Film Review: The Way of the Gun

The screenwriter of 'The Usual Suspects' is back...

Early word on 'The Way of the Gun' indicated that it was an action-heavy crime thriller with a brain. It certainly is loaded with guns… lots of guns, but it is way off the mark if it’s trying to be a cerebral experience. Presumably, critics equated intelligence with the name Christopher McQuarrie - he is after all the man who wrote 1995’s captivating crime thriller 'The Usual Suspects', not to mention one of the most talked about twists in modern cinema.

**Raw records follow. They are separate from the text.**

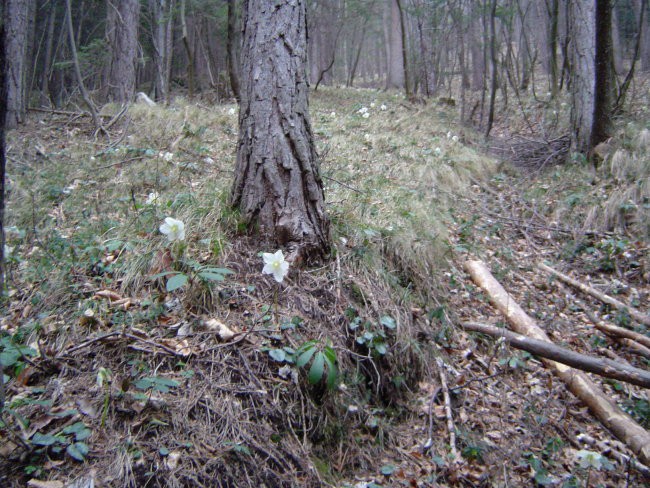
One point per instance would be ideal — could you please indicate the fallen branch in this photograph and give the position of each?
(603, 407)
(614, 331)
(601, 366)
(634, 313)
(636, 348)
(450, 418)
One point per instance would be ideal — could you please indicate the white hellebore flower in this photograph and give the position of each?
(173, 229)
(152, 199)
(276, 265)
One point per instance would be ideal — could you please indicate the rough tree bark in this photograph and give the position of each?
(3, 119)
(395, 61)
(583, 72)
(161, 12)
(605, 77)
(277, 176)
(122, 39)
(645, 37)
(16, 13)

Scene from The Way of the GunLongtime partners Parker (Phillipe) and Longbaugh (Del Toro) kidnap Robin (Lewis), a woman heavily pregnant with the surrogate child of a wealthy – and unbeknownst to them criminally powerful – couple. The quick and nonviolent payoff they were hoping for soon leads to the Mexican border where a four-way stand-off can end with only one result. Added to the mix is a sub-Chinatown strand involving James Caan as the “bag man” with a secret. Phillipe is surprisingly good, crushing any expectations you had from his previous fresh-faced roles in Cruel Intentions and I Know What You Did Last Summer. Here he is unshaven, rugged and matches Del Toro shot for shot. The same can’t be said for Caan (The Godfather, Misery), who looks painfully uncomfortable in a rather one-dimensional role.

Sadly, any interest soon diminishes as the film goes from vibrant to tired to just plain pointless. It’s a shame since The Way of the Gun starts with an effective sting in its tail and could have easily shaped up as a smart and witty tale of two desperados refusing society’s conventions, living instead by their weaponry. By the time we enter the last third of the film it is simply a case of damage limitation. Ironic really, since this is when the uninspired shoot-out commences. It is strangely neither stylish, convincing or exciting. It is in fact just an excuse for a showdown in the style of a western – the genre this film so aspires toward.

Parker occasionally delivers dictums such as: “We didn’t come for absolution. We didn’t ask to be redeemed” and “There is only one way to die. You get in the way”, but they have little relevance with the rest of the film. Ultimately, The Way of the Gun is a messy combination of existentialist neo-noir, melodramatic crime thriller and modern day western. For all its efforts, it’s wide of the mark of each of them.